Geneseo Poet’s Society Meeting!

Hi all!
Today I went to the first official Poet’s Society meeting. Pam and Sara are co-presidents, and it’s really nice to see some familiar faces leading something we (for the most part) love. We did a fun writing prompt–Write about a conversation you’ll never have with someone–and I thought it was very thought-provoking. It actually helped me finish my poem for exercise 3. I took bits of what I had already started and mashed it together with some bits I wrote at the meeting. I have never really mashed poems together like that before, but it was really effective for me. Do you guys find yourselves ever “mashing” snippets of different poems together? If so, why? The ones that I used were unrelated but I filled in the blanks by adding/cutting. I will definitely be doing this again in the future. Interested to hear what you all have to say about this!
Also–anyone interested in meetings should definitely come! I was having a bad case of writer’s block all last week and the meeting really helped get me inspired. The meetings are Saturday at 6 in the Fireside Lounge. Hope to see you poets there!
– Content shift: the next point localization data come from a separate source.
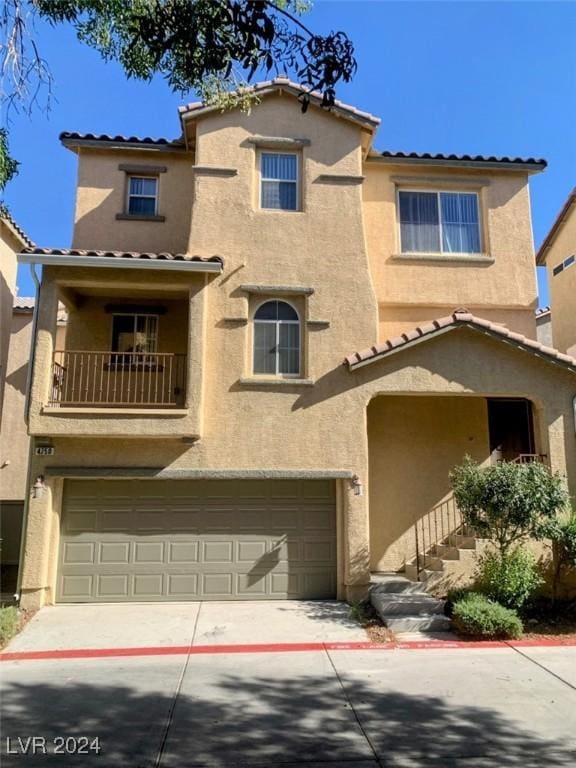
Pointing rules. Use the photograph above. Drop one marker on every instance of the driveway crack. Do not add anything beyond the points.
(170, 715)
(353, 710)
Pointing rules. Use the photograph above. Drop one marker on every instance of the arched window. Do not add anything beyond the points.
(276, 339)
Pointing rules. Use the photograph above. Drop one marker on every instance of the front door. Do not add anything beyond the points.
(511, 428)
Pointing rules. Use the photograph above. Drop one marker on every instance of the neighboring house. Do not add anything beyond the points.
(12, 462)
(558, 253)
(280, 341)
(544, 326)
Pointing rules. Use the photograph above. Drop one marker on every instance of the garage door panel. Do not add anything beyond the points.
(183, 552)
(182, 585)
(204, 541)
(146, 586)
(117, 552)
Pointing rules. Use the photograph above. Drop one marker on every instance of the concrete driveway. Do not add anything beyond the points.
(180, 624)
(446, 708)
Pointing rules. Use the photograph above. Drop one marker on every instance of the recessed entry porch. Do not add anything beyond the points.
(413, 443)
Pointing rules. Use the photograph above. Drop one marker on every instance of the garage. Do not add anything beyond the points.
(153, 540)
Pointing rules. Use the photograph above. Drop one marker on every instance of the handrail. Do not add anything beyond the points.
(118, 379)
(435, 527)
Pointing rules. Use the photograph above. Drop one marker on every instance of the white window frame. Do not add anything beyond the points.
(155, 197)
(438, 192)
(262, 179)
(278, 323)
(135, 316)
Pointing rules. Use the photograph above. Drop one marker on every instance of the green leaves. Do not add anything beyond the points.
(8, 165)
(508, 502)
(477, 616)
(510, 578)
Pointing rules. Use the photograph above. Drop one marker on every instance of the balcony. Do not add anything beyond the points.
(82, 379)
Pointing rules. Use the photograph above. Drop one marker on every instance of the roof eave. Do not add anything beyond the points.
(565, 364)
(555, 228)
(118, 262)
(497, 165)
(369, 122)
(76, 144)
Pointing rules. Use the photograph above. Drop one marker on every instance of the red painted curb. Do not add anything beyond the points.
(183, 650)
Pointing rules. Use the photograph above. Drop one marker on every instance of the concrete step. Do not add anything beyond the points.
(433, 563)
(461, 541)
(395, 583)
(434, 623)
(405, 604)
(447, 552)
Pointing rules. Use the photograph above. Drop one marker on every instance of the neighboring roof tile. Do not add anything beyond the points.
(6, 217)
(529, 162)
(459, 318)
(285, 84)
(165, 256)
(541, 255)
(71, 137)
(23, 303)
(542, 311)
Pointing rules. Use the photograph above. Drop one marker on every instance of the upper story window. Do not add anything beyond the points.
(134, 333)
(276, 339)
(439, 222)
(142, 195)
(279, 183)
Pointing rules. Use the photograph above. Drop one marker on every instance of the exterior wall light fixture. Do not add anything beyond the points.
(357, 485)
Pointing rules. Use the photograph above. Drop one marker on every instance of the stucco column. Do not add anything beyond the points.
(44, 344)
(560, 429)
(195, 362)
(356, 554)
(35, 587)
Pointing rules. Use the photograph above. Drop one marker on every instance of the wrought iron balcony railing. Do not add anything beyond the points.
(118, 379)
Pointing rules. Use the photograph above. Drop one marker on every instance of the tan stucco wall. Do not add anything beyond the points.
(101, 194)
(506, 283)
(397, 320)
(13, 434)
(413, 444)
(563, 287)
(325, 427)
(267, 427)
(9, 247)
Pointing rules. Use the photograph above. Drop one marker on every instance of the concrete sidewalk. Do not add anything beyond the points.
(477, 708)
(165, 624)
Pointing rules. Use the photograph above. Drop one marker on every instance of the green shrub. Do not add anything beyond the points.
(509, 578)
(9, 624)
(506, 502)
(477, 616)
(454, 596)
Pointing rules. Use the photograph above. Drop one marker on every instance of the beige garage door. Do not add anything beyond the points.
(141, 540)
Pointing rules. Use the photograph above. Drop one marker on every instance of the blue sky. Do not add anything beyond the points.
(465, 77)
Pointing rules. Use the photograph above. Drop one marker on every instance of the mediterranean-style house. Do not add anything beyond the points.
(280, 341)
(15, 346)
(558, 253)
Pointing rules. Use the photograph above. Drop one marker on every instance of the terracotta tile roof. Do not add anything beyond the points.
(6, 217)
(23, 304)
(429, 157)
(69, 137)
(541, 311)
(285, 84)
(460, 318)
(548, 240)
(164, 256)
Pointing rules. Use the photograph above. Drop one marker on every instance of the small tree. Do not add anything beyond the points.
(508, 503)
(562, 533)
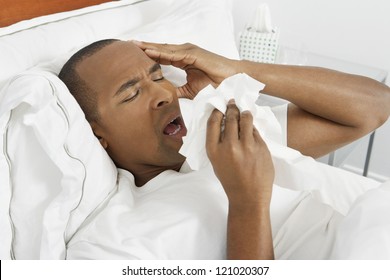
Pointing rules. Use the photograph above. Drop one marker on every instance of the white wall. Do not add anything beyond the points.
(352, 30)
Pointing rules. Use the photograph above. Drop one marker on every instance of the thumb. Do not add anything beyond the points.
(185, 91)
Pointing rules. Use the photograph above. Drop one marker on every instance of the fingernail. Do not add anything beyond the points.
(232, 101)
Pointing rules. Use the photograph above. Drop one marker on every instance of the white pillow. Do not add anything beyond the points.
(54, 171)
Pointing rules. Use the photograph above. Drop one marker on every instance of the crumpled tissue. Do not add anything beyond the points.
(245, 91)
(293, 170)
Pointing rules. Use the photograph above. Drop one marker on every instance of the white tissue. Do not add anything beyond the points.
(261, 22)
(292, 169)
(245, 91)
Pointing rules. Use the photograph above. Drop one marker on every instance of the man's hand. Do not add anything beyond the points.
(202, 67)
(243, 164)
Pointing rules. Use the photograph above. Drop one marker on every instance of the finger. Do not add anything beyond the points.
(213, 133)
(185, 92)
(157, 46)
(179, 59)
(246, 126)
(257, 137)
(232, 121)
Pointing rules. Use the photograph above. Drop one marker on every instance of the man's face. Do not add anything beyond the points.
(140, 121)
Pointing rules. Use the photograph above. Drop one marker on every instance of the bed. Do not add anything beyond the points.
(51, 181)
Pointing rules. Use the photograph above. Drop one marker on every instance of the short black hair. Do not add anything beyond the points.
(85, 96)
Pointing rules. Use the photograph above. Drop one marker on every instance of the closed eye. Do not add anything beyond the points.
(132, 96)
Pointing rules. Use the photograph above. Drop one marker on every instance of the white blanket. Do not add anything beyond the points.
(183, 215)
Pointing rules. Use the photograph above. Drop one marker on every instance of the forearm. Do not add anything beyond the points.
(343, 98)
(249, 233)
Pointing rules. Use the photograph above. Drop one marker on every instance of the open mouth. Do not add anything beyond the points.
(175, 127)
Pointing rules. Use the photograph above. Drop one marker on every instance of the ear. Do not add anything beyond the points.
(97, 130)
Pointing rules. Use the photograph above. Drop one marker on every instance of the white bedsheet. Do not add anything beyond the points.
(183, 215)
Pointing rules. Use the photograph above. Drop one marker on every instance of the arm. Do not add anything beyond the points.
(243, 164)
(328, 109)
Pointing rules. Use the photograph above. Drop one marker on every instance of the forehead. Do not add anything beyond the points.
(112, 64)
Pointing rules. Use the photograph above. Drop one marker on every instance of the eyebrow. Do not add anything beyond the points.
(130, 83)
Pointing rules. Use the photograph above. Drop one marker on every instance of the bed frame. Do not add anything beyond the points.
(13, 11)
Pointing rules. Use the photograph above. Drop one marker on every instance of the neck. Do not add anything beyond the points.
(146, 174)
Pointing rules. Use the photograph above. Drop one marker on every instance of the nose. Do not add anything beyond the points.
(161, 96)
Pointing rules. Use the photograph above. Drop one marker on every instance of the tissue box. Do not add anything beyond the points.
(259, 46)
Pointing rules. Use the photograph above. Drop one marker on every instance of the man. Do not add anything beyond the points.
(134, 112)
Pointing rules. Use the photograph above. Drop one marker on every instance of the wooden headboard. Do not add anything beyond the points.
(12, 11)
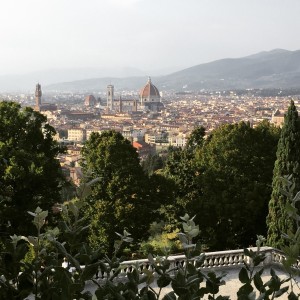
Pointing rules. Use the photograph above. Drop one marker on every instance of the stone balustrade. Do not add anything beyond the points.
(220, 260)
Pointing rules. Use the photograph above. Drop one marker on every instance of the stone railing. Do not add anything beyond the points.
(213, 260)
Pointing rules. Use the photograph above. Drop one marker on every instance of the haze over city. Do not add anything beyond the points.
(125, 36)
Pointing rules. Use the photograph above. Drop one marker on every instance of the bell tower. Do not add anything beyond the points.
(110, 97)
(38, 97)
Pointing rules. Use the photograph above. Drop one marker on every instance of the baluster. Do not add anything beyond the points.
(226, 260)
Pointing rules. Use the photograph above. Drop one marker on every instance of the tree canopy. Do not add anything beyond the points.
(287, 163)
(119, 200)
(234, 171)
(30, 174)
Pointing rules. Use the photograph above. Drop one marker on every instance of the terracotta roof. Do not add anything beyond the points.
(149, 90)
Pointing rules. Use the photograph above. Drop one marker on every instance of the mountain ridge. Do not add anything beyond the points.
(277, 68)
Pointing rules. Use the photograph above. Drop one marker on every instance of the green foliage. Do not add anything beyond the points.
(30, 174)
(44, 278)
(287, 163)
(152, 163)
(121, 199)
(235, 166)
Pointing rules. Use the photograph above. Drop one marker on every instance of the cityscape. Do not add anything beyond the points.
(149, 150)
(167, 119)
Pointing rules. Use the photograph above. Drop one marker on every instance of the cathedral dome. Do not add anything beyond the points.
(149, 91)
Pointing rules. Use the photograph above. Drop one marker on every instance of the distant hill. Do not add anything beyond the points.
(274, 69)
(278, 68)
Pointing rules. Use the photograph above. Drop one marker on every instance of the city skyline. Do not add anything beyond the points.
(151, 36)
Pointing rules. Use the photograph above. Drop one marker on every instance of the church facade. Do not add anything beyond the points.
(149, 100)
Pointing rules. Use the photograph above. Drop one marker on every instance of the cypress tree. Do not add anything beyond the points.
(287, 163)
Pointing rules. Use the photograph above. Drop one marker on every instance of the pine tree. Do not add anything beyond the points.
(287, 163)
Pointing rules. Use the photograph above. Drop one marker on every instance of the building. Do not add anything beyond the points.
(90, 101)
(149, 100)
(277, 118)
(39, 106)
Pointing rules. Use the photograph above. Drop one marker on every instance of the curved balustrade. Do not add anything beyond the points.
(217, 260)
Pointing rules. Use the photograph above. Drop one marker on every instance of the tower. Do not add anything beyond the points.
(120, 105)
(38, 97)
(110, 97)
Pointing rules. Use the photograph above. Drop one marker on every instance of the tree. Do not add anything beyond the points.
(152, 163)
(30, 174)
(119, 200)
(287, 163)
(235, 166)
(196, 139)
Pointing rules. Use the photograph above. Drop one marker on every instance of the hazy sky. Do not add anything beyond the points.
(144, 34)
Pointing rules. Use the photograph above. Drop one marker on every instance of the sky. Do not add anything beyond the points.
(147, 35)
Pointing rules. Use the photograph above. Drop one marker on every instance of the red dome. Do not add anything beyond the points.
(149, 90)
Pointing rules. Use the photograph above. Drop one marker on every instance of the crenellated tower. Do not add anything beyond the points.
(110, 97)
(38, 97)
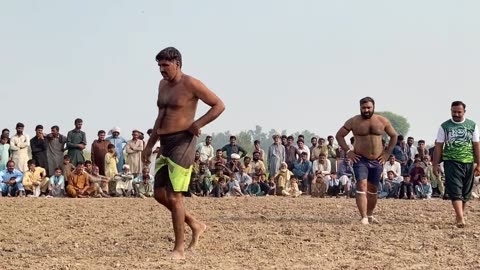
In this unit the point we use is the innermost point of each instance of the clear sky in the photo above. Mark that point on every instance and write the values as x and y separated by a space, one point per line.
291 65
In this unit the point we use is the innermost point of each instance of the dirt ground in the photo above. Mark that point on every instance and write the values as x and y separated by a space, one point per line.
243 233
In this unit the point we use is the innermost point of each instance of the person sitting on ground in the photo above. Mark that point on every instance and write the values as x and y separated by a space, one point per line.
406 188
243 178
79 183
292 189
219 187
333 185
143 184
57 184
254 188
424 190
101 182
35 180
11 181
234 187
282 178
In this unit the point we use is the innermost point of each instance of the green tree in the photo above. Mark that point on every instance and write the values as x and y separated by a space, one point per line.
399 123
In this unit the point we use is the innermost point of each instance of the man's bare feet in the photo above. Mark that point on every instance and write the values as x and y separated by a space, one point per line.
197 230
178 255
460 222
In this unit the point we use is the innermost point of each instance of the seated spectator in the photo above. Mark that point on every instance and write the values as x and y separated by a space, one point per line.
67 169
248 167
254 188
243 178
319 185
143 184
258 166
101 182
35 180
424 190
220 187
406 188
79 183
292 189
57 184
124 182
233 166
282 178
11 184
333 186
391 186
219 174
262 181
234 187
213 163
417 173
346 176
392 165
272 186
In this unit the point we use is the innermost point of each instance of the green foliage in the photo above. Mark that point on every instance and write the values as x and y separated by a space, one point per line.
399 123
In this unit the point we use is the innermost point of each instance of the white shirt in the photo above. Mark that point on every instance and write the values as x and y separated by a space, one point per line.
206 151
396 168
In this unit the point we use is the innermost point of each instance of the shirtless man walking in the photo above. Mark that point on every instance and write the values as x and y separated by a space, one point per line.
368 154
176 128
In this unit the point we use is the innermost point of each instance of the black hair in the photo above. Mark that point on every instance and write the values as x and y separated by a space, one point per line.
170 54
367 99
459 103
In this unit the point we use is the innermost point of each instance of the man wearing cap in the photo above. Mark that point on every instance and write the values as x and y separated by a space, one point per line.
276 155
39 148
119 143
19 145
76 142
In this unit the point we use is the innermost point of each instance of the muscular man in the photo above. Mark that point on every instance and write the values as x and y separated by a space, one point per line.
458 146
175 126
368 154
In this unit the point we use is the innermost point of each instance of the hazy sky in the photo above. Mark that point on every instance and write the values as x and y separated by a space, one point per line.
291 65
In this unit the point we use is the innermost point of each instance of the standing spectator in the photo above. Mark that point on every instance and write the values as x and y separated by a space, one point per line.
55 149
119 143
206 150
98 151
4 152
39 148
76 142
276 155
19 146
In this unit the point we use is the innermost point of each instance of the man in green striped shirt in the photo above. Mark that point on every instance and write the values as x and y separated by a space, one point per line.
458 146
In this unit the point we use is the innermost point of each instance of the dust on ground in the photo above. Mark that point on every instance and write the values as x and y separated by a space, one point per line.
243 233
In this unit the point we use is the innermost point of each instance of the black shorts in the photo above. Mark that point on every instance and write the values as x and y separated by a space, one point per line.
369 169
458 180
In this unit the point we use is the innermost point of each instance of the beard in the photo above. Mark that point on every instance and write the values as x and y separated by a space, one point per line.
366 115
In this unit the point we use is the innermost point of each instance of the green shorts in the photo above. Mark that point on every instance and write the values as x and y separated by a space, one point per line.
458 180
173 168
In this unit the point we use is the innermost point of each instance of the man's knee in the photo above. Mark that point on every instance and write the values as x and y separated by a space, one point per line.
160 195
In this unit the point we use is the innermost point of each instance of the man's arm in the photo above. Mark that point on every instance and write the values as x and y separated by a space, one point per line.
392 134
209 98
342 132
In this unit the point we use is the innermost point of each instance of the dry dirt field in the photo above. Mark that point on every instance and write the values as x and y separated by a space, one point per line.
243 233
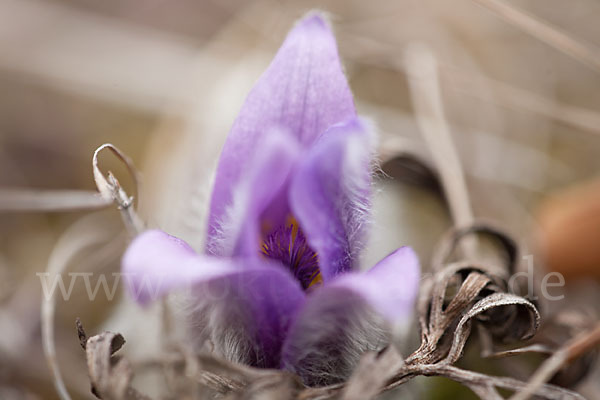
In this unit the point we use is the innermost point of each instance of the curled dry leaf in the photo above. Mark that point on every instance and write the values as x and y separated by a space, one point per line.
110 375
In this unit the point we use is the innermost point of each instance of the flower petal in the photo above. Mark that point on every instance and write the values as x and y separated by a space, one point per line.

After Christian Barter’s “Can You”

Hi everyone!
What caught my eye in this poem was the second line when the speaker says he’s “Addicted to the beginnings of relationships” and I found this to be extremely relatable. Dating someone for the first time is exciting; everything is new and fun and light. He prefaces this with “Can you love the dawn and hate the day?” I think the comparison is great because dawn is a prime example of beginning. He then compares new light of day to his first sighting of a woman named Catherine–which I immediately associated with Wuthering Heights although I don’t believe it has anything to do with the poem. The speaker tells readers of the promising look she gave him “before the promises.” The sounds in this poem are very quiet. When the speaker says “[…] still stuck with sweetness to her face in my notebook of pre-day ecstasies” it is clear he spent a lot of time writing about the woman before they were together, and the “s” sounds make the line dream-like. The last five lines of the poem are more dense with imagery than the beginning. There are a lot of “-ing” words in these lines such as “seeping,” “casting,” “opening,” “ending,” and “inkling.” These words give the end of the poem a feeling of floating or slowly drifting, and I believe Barter wanted this effect because he writes about the world opening. The speaker is waiting for love to come to him.

Final Class

Hey guys!

As everyone knows, today was the last class for this semester. I just want to say it’s been a pleasure working with you all. I wrote a lot in my poetic statement about how grateful I am to have had these opportunities. I’m just wondering what everyone is doing over the summer regarding writing? Are you guys writing on your own? Going on writing retreats? Sending work out anywhere? I’m really interested what you all do to pursue writing when you aren’t at school.

Over the summer I try to read as much as possible. Normally I would read as much fiction as possible, but now that I have a new found love for reading poetry I will be reading some of the books people did presentations on.

I always try to write over the summer–one year I wrote 112 pages of a “novel” that was never finished or polished or became anything more than a document on my computer. That being said, do you guys have larger projects you’re working on? I’d love to hear about it!

Thanks! See you all for poetic convos on Friday!!


Poetry Slam Hosted by RLK

I recently participated in a poetry slam that was hosted by RLK.  The slam had a topic of “positive body image.”  I recited a poem that was workshopped in class “to love (Marilyn)”.  There is something so incredibly empowering about reciting your own poetry in front of others.  I thought it was a great experience and I would really love some pointers for reciting original poetry.  Do you guys find it hard to show your poetry to others?  I sometimes am not comfortable showing my work to my parents but I don’t mind reciting it to a bunch of strangers.  How do you all feel about sharing your poetry with others?